Incident Report
Subform I: General Information
1. Report Type.
New incident report
Incident Report Number: 2013-1828
2. Registrant Information.
Registrant Reference Number: 1-32027272
Registrant Name (Full Legal Name no abbreviations): WELLMARK INTERNATIONAL
Address: 100 STONE ROAD WEST, SUITE 111
City: GUELPH
Prov / State: ON
Country: CANADA
Postal Code: N1G 5L3
3. Select the appropriate subform(s) for the incident.
Human
4. Date registrant was first informed of the incident.
09-NOV-12
5. Location of incident.
Country: CANADA
Prov / State: ONTARIO
6. Date incident was first observed.
22-OCT-12
Product Description
7. a) Provide the active ingredient and, if available, the registration number and product name (include all tank mixes). If the product is not registered provide a submission number.
Active(s)
PMRA Registration No.
PMRA Submission No.
EPA Registration No. Unknown
Product Name: Vet-Kem Siphotrol Double Action Premise Treatment
- Active Ingredient(s)
- (S)-METHOPRENE
- PERMETHRIN
7. b) Type of formulation.
Application Information
8. Product was applied?
Yes
9. Application Rate.
Unknown
10. Site pesticide was applied to (select all that apply).
Site: Pub. Area - Indoor/Zone publique - int
11. Provide any additional information regarding application (how it was applied, amount applied, the size of the area treated etc).

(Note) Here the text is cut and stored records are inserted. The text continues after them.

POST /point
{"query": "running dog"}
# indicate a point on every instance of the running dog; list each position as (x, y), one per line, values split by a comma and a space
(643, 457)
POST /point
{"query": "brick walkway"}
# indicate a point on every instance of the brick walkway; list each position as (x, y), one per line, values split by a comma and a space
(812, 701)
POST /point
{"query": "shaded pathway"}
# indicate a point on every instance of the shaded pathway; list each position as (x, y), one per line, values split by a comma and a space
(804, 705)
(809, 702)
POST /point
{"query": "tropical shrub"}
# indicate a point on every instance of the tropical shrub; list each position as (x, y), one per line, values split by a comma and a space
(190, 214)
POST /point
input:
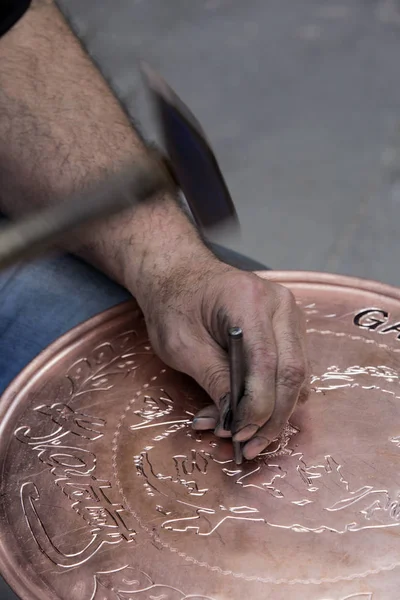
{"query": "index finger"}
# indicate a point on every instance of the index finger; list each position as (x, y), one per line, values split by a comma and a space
(291, 376)
(258, 402)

Product was sprayed in one room of a clinic on October 22, 2012. Door was kept shut after room was sprayed.
To be determined by Registrant
12. In your opinion, was the product used according to the label instructions?
Unknown
Subform II: Human Incident Report (A separate form for each person affected)
1. Source of Report.
Data Subject
2. Demographic information of data subject
Sex: Female
Age: >19 <=64 yrs / >19 <=64 ans
3. List all symptoms, using the selections below.
System
- Respiratory System
- Symptom - Difficulty Breathing
- Nervous and Muscular Systems
- Symptom - Headache
- Symptom - Dizziness
- Symptom - Difficulty talking
- General
- Symptom - Other
- Specify - allergies
4. How long did the symptoms last?
>30 min <=2 hrs / >30 min <=2 h
5. Was medical treatment provided? Provide details in question 13.
Yes
6. a) Was the person hospitalized?
No
6. b) For how long?
7. Exposure scenario
Occupational
8. How did exposure occur? (Select all that apply)

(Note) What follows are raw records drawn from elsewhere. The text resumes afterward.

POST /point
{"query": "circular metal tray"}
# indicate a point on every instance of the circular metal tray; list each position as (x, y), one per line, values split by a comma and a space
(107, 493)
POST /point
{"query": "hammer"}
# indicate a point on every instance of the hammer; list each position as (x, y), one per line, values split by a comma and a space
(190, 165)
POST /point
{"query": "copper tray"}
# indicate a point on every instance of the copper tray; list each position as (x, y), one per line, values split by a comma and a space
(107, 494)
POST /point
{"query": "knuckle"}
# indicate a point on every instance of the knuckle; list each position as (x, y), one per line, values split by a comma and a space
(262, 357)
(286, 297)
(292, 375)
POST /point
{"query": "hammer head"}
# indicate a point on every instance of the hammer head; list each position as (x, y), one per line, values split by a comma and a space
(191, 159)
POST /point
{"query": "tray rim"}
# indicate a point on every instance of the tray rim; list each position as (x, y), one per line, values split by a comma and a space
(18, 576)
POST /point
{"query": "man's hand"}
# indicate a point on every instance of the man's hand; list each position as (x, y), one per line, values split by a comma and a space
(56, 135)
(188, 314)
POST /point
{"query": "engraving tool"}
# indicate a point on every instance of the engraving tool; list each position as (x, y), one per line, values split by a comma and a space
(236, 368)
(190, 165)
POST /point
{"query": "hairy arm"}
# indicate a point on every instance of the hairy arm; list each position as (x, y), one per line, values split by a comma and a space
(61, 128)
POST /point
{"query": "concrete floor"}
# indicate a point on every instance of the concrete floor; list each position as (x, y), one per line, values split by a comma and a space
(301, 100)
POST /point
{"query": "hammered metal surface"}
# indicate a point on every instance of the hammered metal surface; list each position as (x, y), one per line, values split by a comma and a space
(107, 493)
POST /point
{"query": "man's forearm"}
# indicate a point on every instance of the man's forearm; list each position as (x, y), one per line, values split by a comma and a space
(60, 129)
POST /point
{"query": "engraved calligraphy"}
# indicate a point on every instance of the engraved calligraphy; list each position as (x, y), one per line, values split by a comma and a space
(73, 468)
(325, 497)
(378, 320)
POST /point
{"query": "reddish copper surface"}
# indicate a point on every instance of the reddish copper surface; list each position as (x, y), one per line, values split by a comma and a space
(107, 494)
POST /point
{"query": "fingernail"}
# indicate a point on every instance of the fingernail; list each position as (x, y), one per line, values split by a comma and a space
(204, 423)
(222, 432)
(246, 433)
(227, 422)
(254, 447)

Drift from the application site
9. If the exposure occured during application or re-entry, what protective clothing was worn? (select all that apply)
None
10. Route(s) of exposure.
Respiratory
11. What was the length of exposure?
>15 min <=2 hrs / >15 min <=2 h
12. Time between exposure and onset of symptoms.
<=30 min / <=30 min
13. Provide any additional details about the incident (eg. description of the frequency and severity of the symptoms, type of medical treatment, results from medical tests, outcome of the incident, amount of pesticide exposed to, etc.)
Caller became symptomatic after being exposed to scent of product on October 22nd 2012. Caller said she has allergies and is ultra sensitive to fragrances. She believed she was having an allergic reaction to the product. She went outside for an hour and symptoms improved, when she re-entered clinic symptoms began again. Caller is allergic to OTC and prescription medications, she took 1/2 tsp of oral Benedryl. Caller saw her own MD on October 23, 2012 and she was given a juvenile Epi pen as adult version is too strong for her. Caller returned to work on October 24, 2012.
To be determined by Registrant
14. Severity classification.
Moderate
15. Provide supplemental information here.
Signs expected to be mild and self limiting. Caller was not sure which product was used.